Rosario Rebello de Andrade


Untitled, 2016 (work in progress)
(Deutschland, Übungskarte/Germany,
Chart of exercises Germany)

1. Drawing Utopias:  The following transcription, “a poem without
end”, is part of one of my recent drawings “the light that comes
through the window”. This poem translates my close connection to
drawing Utopia. “The light that comes through the window at noon .
when I walk or fall or arise . is the same that has always entered . even
when my eyes don’t feel or perceive it . as the quality or quantity of
this light . is not in me but in the emanated light itself . and if my eyes
pause . to savour it at any moment in time . the light shall penetrate
all my being . and emanate everything I can learn or apprehend .
and then the window . or the light . or the light’s source . can or cannot
be . a metaphor for my body . which shall transmit light . I repeat . not
depending on my desire . but on letting me open to light . because if I
close myself . the light is there anyway . but it is as if it wouldn’t be
present . in order to enlighten my being . and all other beings and
bodies from earth and heaven . and let them turn into a lamp . but if
everything is connected and blended . then turns into an unending
chain . which heats and transforms everything . from one state to
another state . still to be known . the same way it happens with time .
because the light that comes through…”

2. Dream Economics: Economics are important, yes, but only in the
way we use it: investing in art should take a big role, yes, but  in the
sense of enabling the artist to live from his/her work with dignity
and with the purpose of contributing to build the ideal society.
Economics are important, yes, but with the sense of creating
subventions and support for art creators rather then allowing
speculation or economical profit to individuals. The existing world
borders, where art or artistic practice takes place, should be vanished,
yes, but allowing each one to share individuality in which each culture
can be maintained.
Contemporary art should be seen as a portrait of the present, yes,
but to any  engaged artist should be given the possibility of bringing
to public his/her expression in how hope towards the future is essential.

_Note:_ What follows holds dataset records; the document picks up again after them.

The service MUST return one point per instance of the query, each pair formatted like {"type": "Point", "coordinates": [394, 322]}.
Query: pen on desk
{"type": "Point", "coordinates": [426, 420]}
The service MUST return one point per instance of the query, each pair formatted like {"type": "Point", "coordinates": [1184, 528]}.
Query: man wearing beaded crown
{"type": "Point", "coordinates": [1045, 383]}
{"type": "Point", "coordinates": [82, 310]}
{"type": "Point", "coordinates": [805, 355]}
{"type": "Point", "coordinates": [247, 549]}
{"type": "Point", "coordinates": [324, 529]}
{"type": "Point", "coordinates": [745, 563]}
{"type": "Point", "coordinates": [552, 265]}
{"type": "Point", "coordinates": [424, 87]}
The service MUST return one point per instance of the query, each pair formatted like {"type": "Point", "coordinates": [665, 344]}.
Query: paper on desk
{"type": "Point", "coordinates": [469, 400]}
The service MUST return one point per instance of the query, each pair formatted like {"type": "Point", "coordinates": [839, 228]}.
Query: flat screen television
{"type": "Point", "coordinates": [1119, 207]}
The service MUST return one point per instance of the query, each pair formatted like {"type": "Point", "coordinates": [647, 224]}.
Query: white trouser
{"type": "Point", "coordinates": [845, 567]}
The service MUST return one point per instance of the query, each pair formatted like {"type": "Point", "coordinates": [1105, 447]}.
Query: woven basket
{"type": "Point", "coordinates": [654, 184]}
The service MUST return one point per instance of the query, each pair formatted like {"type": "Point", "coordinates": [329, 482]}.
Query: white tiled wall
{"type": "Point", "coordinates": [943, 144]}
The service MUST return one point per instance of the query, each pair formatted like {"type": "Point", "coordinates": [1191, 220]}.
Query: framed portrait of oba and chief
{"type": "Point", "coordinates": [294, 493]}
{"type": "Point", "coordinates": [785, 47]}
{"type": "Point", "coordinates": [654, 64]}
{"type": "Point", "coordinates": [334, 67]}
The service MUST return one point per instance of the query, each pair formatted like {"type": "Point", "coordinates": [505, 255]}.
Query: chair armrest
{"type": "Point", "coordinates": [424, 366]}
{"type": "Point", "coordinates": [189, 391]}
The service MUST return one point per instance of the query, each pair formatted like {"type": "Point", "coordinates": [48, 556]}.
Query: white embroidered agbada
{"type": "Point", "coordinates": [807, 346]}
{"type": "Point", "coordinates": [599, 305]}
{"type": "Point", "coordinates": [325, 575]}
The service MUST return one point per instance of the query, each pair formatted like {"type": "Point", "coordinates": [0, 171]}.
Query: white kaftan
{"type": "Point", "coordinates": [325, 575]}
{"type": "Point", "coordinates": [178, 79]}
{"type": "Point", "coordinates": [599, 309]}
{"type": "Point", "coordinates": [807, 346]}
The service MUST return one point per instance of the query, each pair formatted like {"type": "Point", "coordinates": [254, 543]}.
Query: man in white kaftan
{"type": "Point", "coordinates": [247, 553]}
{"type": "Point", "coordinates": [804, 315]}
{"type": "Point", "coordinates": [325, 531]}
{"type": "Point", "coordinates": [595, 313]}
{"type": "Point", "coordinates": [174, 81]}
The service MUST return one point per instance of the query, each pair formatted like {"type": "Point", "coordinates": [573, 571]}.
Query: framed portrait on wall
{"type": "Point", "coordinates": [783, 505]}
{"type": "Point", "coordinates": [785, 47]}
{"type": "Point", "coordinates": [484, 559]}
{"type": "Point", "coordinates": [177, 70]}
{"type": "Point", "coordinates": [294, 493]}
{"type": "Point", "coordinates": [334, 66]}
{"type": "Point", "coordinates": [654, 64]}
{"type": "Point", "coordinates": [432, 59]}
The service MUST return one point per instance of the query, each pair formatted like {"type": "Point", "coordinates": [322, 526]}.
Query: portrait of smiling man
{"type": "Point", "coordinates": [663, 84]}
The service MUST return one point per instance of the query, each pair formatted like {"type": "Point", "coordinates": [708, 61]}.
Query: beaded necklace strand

Rosário was born in Portugal in 1953. She lives and works in Germany. She completed the Master Course Program in Painting at Ar.Co, Lisbon. Scholarships: 1993 Fundação Luso-American Foundation, University of Massachusetts U.S.A. 1994-1995 Calouste Gulbenkian Foundation. 1994-1998 Professor for Drawing and Painting at Ar.Co, Lisbon. Solo shows since 1988 in Portugal and abroad. Her work is represented in public and private collections both in Portugal and abroad: PORTUGAL: EDP Foundation. Loures Museum. Caixa Geral de Depósitos. Novo Banco, Ar.Co, Fátima Museum. Calouste Gulbenkian Foundation. E.U.A.: Francesco Pellizzi GERMANY: Diözesan Museum Limburg, Sparkasse Mainfranken, Würzburg, Collection Diözese Museum Würzburg. Museum Burg.Miltenberg. SPAIN: CAC Málaga Centro Arte Contemporáneo.